Photodynamic therapy (PDT) combines a drug or photosensitizer with a specific type of light to kill cancer cells. The cellular damage induced by PDT leads to activation of the DNA damage repair, which is an important factor for modulating tumor sensitivity to this treatment. β-Glucans are natural polysaccharides that bind complement receptor 3 on the effector cells, thereby activating them to kill tumor cells during PDT. The hypothesis of the present study was that adjuvant therapy with β-glucans would increase the efficacy of PDT. C57BL/6 female mice were subcutaneously implanted with Lewis lung carcinoma cells.
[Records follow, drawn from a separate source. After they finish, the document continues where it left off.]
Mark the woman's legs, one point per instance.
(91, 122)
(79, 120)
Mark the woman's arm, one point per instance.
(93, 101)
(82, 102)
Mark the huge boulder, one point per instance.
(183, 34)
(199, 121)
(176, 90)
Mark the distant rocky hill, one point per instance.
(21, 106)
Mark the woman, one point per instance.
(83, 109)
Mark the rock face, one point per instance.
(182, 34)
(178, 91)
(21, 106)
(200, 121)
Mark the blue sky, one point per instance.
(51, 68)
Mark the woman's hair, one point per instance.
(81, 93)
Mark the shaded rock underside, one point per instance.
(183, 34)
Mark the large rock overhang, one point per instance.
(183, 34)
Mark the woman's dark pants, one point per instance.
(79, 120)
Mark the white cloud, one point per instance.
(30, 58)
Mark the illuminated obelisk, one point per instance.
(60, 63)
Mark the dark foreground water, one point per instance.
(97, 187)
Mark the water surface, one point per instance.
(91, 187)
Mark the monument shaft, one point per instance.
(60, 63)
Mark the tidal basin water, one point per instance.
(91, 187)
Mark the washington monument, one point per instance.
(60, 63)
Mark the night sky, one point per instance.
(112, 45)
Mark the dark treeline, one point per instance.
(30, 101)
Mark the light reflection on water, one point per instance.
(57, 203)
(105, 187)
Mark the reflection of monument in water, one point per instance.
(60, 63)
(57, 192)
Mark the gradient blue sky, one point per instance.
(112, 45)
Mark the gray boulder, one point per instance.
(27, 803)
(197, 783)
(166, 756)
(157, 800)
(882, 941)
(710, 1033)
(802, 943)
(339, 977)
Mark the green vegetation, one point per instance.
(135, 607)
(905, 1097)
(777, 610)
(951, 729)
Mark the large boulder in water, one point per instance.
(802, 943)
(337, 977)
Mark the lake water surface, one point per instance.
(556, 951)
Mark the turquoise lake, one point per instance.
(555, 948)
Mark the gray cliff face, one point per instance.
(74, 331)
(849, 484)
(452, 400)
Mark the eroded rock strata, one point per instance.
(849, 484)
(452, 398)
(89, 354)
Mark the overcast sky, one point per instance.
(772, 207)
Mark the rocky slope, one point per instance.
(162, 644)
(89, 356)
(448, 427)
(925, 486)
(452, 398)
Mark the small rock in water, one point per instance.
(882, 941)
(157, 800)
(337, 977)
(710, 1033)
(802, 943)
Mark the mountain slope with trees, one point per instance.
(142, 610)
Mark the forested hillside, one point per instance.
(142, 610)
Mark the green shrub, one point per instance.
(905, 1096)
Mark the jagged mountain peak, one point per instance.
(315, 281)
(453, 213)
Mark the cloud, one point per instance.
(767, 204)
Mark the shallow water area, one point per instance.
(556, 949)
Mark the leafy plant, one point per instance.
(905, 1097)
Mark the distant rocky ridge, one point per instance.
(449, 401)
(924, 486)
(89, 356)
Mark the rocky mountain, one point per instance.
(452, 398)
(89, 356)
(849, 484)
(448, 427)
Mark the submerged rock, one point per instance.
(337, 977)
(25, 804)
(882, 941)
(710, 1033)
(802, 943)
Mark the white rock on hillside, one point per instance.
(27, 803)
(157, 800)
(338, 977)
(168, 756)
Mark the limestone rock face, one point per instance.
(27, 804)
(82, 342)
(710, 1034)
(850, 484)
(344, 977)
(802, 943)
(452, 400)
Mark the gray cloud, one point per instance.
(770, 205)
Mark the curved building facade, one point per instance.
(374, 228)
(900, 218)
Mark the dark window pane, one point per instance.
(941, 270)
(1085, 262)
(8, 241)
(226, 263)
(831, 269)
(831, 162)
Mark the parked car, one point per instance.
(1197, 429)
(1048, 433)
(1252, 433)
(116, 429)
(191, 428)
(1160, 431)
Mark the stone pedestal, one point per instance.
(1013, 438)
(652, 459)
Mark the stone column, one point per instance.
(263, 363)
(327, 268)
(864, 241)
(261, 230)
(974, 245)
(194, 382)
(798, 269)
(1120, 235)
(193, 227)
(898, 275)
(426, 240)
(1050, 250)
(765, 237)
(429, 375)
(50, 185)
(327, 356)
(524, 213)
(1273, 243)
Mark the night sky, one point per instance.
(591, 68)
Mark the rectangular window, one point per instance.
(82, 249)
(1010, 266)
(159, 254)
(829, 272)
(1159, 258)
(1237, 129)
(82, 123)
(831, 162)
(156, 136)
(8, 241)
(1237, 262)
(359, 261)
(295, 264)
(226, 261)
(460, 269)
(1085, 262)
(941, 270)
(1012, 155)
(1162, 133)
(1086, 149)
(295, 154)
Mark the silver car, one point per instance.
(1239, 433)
Ten days after implantation, the mice were administered intravenously sodium porfimer (10 mg/kg) 24 h prior to laser irradiation, with or without oral administration of β-glucan (400 μg/d/mouse, 5 days) from either barley, baker's yeast, or marine brown algae that contains the storage glucan, laminarin. Tumor volume and necrotic area in excised tumors were measured. The expression of proliferating cell nuclear antigen (PCNA) was determined as an indicator of the activity of the DNA damage repair system. PDT in combination with each β-glucan significantly reduced tumor growth (P < 0.05, n = 10) and expression of PCNA (P < 0.001, n = 9), and increased necrosis in tumor tissues (P < 0.001, n = 9). Furthermore, each structurally different <β-glucan exerted similar potentiating effects on PDT. The present findings show that β-glucans enhance the tumor response to PDT, resulting in pronounced necrosis of PDT-treated tumors and suppression of the DNA damage repair system.